J. Chris Elgin
In the paper "Ethnography is considered Harmful", various reasons are brought up against the usage of Ethnography. While the positives of ethnography and its importance was discussed in class, this paper discusses the change in its usage nowadays and its negative effects. I thought the paper presented some decent opinions on how ethnographies are used today. The author introduces some of the new methods of ethnography and presents arguments that it does not adequately perform the work it was originally intended. For example, the method that studies the place where people work does not "...reveal the 'lived work'." The authors also talk about the affect that new ethnography has on designs. The concerns they raised seem legit in their own view, such as understanding a different aspect of the world that influences design. (i.e. social and cultural aspects) Overall, it seems that they regard the new methods as not covering enough or missing some critical points that are related to design. in that case, I feel that it would be appropriate to add certain traits to the methods to improve their coverage area. By including the areas of concern, ethnography would no longer be harmful for design, as they would also include a broader area.
One of the most important factors of design we've studied this semester was usability evaluation. we've read our shares of books that emphasize on its importance as well as people who has taken advantage of it and succeeded. however, in this paper, arguments are presented against it and how its "harmful". While they do not deny the value of usability studies, the authors suggest that not all development situations should be subjected under such an evaluation. Personally, I think usability evaluation is a great method for designers and engineers to gauge their product and its effectiveness. Still, the potential misses that the paper said are possible is worth thinking about. The paper contemplated on the missed opportunities that the usability studies could cause for some products when they are tested prematurely. It can't be denied that usability evaluations are useful, but perhaps it'd be best if they aren't taken in the same context as they are now. They should still perform them, but also evaluate the results a little more carefully and considered the possibilities and not let everything be dictated by the outcomes.

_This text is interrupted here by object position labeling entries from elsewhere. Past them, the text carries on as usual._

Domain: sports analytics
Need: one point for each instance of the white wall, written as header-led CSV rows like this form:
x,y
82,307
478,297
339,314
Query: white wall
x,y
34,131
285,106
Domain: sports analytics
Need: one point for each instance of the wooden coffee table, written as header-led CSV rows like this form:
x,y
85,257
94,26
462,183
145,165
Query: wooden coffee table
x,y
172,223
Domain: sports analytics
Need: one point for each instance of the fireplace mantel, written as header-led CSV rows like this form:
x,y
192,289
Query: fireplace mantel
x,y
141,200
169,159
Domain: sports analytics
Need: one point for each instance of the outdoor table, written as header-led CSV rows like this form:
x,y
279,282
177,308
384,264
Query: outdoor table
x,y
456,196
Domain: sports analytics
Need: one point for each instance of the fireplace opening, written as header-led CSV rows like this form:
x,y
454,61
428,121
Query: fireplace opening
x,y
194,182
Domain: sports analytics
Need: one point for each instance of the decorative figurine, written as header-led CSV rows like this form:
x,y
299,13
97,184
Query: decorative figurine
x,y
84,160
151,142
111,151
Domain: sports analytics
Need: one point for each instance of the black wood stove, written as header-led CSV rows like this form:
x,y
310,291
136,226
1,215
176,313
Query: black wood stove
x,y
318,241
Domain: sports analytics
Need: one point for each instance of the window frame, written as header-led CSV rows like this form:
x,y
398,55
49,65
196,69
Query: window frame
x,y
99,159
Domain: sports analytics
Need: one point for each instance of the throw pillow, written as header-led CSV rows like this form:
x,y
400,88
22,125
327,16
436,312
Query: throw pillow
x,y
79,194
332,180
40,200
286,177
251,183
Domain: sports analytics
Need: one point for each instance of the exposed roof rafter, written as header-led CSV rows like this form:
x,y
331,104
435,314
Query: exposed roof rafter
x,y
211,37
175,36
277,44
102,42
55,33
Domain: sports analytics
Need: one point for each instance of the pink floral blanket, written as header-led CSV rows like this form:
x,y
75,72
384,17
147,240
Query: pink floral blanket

Don Norman! And i thought I was done with him after the last book, but alas, the class has brought us together again. In this paper, Don Norman talks about the dominance of human-centered designs, and its harmful effects on design overall. Norman offers an alternative, Activity-Centered design, and reasons why. After reading through this paper, I must say that his suggest method have some merits to them. He presents some examples such as writing tools and music instruments and how their designed for their specific activity and people were able to adapt to them and still perform great feats. While that may be true for certain things, I think that the rule is not universal. For some activities, people are willing to make the effort to adapt for whatever satisfaction or reward they gain. In some activities that are trivial, users would not be motivated to adapt for it.Norman argues that while HCD has its benefits, it also some some heavy weighing drawbacks. One of which is that a certain group of users might tend to make changes that benefit them only and not really involve other people. Overall, I thought it was an interesting read, but once again, I would evaluate its usage on a case by case basis. While its true that HCD does indeed have some things it needs to address, it is not necessarily deficient for certain objects while ACD also has its advantages for some things.